Out of Nowhere Read online

Page 5


  She gave her head a shake. ‘Sorry. I know. I hoped you wouldn’t mind. The guys, you know? They started out serious into Boots’s app—’

  ‘Boots, the big guy.’

  ‘Yeah, the one from Jersey. So, like, both of the guys are talking program and production costs and scope of sale and, like, that’s fine. But then, you know, guys! The old guy who was already there, Wally, he had a bottle of something and Boots and Tom, they’re not drinkers, believe me. But they weren’t about to admit that. In no time flat the whole scene morphed into a bunch of high school boys whose parents are away for the weekend. It was gross. Like the Wikipedia illustration for gross.’ She’d pushed herself up to sitting, one self-shove per complaint. Now she pulled the blanket off and began folding it. ‘Anyway, I’m sorry about breaking in here.’

  ‘How’d you manage that?’

  ‘Wally got keys from whoever lives here. He gave one to the temporary tenant – your brother, right? – and kept the spare. I figured there might be one. I lucked out. I’m sorry. But listen, you can still hear them up there. If the key hadn’t worked here I would have crawled to the airport and sat in front of the boarding ramp till the next flight to … anywhere. You’re not going to call the police, are you?’

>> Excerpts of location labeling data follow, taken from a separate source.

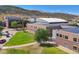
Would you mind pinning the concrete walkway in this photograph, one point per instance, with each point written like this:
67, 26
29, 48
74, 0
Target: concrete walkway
67, 50
17, 46
11, 31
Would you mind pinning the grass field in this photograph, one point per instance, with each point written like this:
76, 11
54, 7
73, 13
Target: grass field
20, 38
16, 51
52, 50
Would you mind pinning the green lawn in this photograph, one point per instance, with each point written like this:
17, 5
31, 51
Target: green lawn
52, 50
16, 51
20, 38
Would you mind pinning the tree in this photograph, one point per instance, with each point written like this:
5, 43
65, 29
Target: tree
1, 28
41, 35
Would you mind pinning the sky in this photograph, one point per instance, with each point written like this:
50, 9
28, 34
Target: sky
70, 9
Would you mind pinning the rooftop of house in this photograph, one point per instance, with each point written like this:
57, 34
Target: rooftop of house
73, 30
53, 19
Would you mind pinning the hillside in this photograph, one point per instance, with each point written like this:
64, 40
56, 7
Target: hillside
16, 10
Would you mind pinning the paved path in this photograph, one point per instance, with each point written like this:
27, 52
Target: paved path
17, 46
67, 50
11, 31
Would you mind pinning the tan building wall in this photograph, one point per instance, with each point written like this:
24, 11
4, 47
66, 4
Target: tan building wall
69, 43
33, 27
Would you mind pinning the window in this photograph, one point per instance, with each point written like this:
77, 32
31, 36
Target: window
60, 35
57, 34
78, 40
74, 48
75, 39
66, 37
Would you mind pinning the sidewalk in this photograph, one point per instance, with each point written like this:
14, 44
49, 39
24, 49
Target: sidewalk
17, 46
67, 50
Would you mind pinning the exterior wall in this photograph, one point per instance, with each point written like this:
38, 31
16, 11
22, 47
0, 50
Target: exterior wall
33, 27
69, 43
6, 21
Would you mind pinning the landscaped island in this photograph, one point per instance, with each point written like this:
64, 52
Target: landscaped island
21, 38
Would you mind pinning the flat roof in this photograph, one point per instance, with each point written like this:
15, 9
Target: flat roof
73, 30
53, 19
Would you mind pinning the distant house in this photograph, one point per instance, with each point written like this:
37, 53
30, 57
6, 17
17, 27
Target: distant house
47, 23
68, 38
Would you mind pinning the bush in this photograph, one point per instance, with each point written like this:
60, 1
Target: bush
47, 45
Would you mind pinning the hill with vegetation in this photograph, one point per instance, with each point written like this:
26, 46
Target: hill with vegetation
34, 13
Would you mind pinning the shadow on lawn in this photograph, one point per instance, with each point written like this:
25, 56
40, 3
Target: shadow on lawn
48, 45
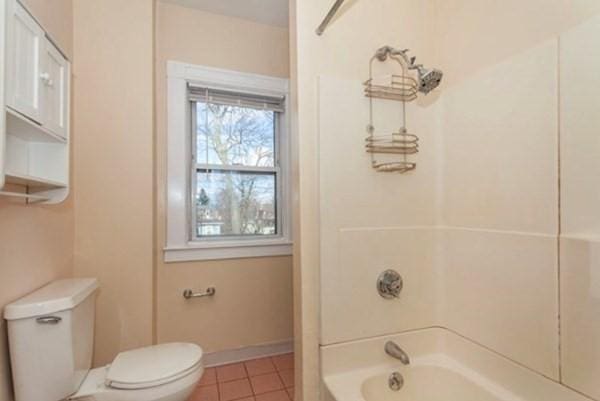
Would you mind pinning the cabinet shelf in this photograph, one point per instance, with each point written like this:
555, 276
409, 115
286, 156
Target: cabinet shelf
35, 183
29, 130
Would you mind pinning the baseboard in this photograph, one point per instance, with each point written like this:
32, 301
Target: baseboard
243, 354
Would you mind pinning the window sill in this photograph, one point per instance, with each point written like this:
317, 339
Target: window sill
195, 251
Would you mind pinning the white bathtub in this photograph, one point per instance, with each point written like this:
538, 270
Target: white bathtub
444, 367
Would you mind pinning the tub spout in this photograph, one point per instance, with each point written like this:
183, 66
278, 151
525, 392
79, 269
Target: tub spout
393, 350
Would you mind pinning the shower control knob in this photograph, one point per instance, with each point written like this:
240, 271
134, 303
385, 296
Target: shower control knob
389, 284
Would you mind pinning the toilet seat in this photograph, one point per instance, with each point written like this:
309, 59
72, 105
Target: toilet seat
153, 366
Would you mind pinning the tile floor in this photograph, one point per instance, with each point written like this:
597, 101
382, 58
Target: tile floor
265, 379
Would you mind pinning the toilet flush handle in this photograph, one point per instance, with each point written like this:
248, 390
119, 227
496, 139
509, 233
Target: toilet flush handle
210, 291
49, 320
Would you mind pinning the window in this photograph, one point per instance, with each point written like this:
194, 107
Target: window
228, 153
236, 171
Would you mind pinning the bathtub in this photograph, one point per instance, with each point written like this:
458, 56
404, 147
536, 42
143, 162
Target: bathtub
444, 367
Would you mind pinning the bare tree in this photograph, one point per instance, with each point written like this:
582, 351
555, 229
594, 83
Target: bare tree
231, 135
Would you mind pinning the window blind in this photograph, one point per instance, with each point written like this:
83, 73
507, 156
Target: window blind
230, 98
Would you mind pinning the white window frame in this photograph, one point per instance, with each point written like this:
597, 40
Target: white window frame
179, 245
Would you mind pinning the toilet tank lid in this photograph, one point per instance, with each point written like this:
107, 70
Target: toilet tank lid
57, 296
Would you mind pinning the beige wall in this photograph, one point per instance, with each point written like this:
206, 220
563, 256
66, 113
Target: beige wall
36, 242
113, 155
254, 296
56, 17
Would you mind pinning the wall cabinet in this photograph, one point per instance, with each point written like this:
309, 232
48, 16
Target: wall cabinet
36, 138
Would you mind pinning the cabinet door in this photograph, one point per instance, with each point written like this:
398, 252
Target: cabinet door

  ‘Did you touch anything?’

  ‘Uh-uh. Except the bathroom. I didn’t even go in the kitchen or the other room. I was so wiped I just fell on this sofa and didn’t move till now.’ She looked like she’d been embalmed.

  I did a quick scan of the room. She probably hadn’t touched anything. Who could tell? She could have filled the drawers with drugs and concealed a couple of AK-47s under the couch and left no clue.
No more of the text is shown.